The FDA was particularly concerned with claims for cosmetic products that indicated that the product could affect a structure or function of the human body or treat, prevent, or mitigate a disease or its symptoms, as these types of claims indicated that the product was a drug rather than a cosmetic. The FDA issued several warning letters to major cosmetics manufacturers for claims that products could “reduce visible redness,” “treat dark spots and discolorations,” “change the anatomy of a wrinkle,” “provid[e] noticeable lift,” and “stimulate collagen production.” In the warning letters, the FDA indicated that such claims rendered the products new and unapproved drugs. Companies reacted to the FDA’s actions by reviewing and examining product claims.

The FDA also detained significant numbers of cosmetic shipments that it believed were not in compliance with the law — particularly those containing claims that a product could remove wrinkles, reduce hyperpigmentation, or prevent the appearance of dark spots. In addition, the FDA focused on detaining products that it believed might contain illegal color additives that were unsafe for use in cosmetics products.

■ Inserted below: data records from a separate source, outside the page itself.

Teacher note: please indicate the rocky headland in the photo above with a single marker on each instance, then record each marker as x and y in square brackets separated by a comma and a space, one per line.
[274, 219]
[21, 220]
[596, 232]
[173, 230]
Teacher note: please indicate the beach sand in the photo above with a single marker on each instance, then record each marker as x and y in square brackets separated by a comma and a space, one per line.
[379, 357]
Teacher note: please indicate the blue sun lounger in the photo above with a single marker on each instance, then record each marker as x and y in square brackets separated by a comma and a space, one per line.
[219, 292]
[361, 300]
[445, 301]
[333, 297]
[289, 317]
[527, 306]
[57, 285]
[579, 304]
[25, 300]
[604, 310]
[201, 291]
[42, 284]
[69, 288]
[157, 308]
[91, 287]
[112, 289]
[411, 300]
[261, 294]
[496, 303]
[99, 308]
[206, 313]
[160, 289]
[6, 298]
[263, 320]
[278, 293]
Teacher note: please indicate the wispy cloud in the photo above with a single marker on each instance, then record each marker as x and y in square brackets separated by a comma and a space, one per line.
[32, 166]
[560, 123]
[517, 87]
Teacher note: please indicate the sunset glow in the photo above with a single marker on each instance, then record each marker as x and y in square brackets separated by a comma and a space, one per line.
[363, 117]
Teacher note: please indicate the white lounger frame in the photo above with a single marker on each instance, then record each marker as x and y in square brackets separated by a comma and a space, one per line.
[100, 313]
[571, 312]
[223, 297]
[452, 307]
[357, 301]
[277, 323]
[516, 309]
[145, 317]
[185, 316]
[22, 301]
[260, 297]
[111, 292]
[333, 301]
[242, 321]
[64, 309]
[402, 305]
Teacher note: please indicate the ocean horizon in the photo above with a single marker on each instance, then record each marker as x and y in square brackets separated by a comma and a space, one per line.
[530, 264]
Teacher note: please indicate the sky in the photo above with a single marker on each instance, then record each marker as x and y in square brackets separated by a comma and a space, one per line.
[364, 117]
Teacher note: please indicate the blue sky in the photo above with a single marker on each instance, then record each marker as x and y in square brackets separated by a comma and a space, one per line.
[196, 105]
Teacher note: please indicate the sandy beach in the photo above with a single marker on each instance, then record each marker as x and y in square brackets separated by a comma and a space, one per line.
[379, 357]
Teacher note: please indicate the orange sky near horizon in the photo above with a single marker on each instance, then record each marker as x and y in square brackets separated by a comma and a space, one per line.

To enhance the FDA’s authority in the cosmetics area, a bill was introduced that, if enacted, would require cosmetics companies to register their facilities with the FDA, submit ingredient statements, and allow the FDA to prohibit a cosmetic’s distribution if the FDA determined that the product might cause serious health consequences.

Looking Ahead

  • Properly vet all new product packaging, advertising, and websites to ensure compliance with FDA regulations and, in light of increased scrutiny, review already existing packaging and claims through a more conservative lens.
  • When importing FDA-regulated products, companies should anticipate the FDA’s increased scrutiny.
  • Keep an eye out for new Congressional bills related to cosmetics.